Surprisingly, work in the wireline sector has picked up some of the slack, as well. In 2014, 95 percent of Black & Veatch’s work was wireless versus 5 percent wireline. This year it is projected to be 65 percent wireless/35 percent wireline.
“Interestingly enough, everyone thought building out wireline capacity was over. That is not the case. It is seeing a significant resurgence. Wireless is still leading the way but we have shifted to an awful lot of fiber to the home projects,” Travers said. “This is the best way to keep our teams together and our expertise sharp.”
Travers is confident carriers will come back to investing in towers, but he urged the audience to take a broader view of the telecommunications landscape.
“Nobody wants less coverage, slower speeds or less capacity. Those will all eventually fuel our industry, but we have to be smart about where else we can apply our skillsets in an effective manner,” he said. “The skillsets that we have, and that this audience has, are applicable to other services.”
Bob Paige, SVP, mergers and acquisitions, predicted that AT&T will be up year over year, Verizon and T-Mobile will be steady, but “Sprint is the wild card.”

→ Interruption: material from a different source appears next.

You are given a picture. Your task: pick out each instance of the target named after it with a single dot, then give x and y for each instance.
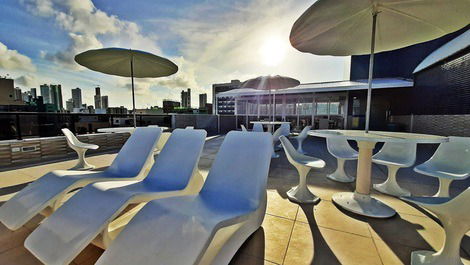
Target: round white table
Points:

“[Sprint has] a lot of challenges with determining their network structure and how to finance the build out,” Paige said. “From our perspective, it really has been only one carrier spending for the last two years, so it is ironic that the tower companies’ stocks have been at historic levels.”
Funk noted that the billions of dollars will be spent on spectrum at the incentive auction this year and will be a drag on tower leasing.
“I think this year is going to be rather slow in terms of capex dollars and it will pick up in 2017/2018,” Funk said. Paige agreed with his assessment.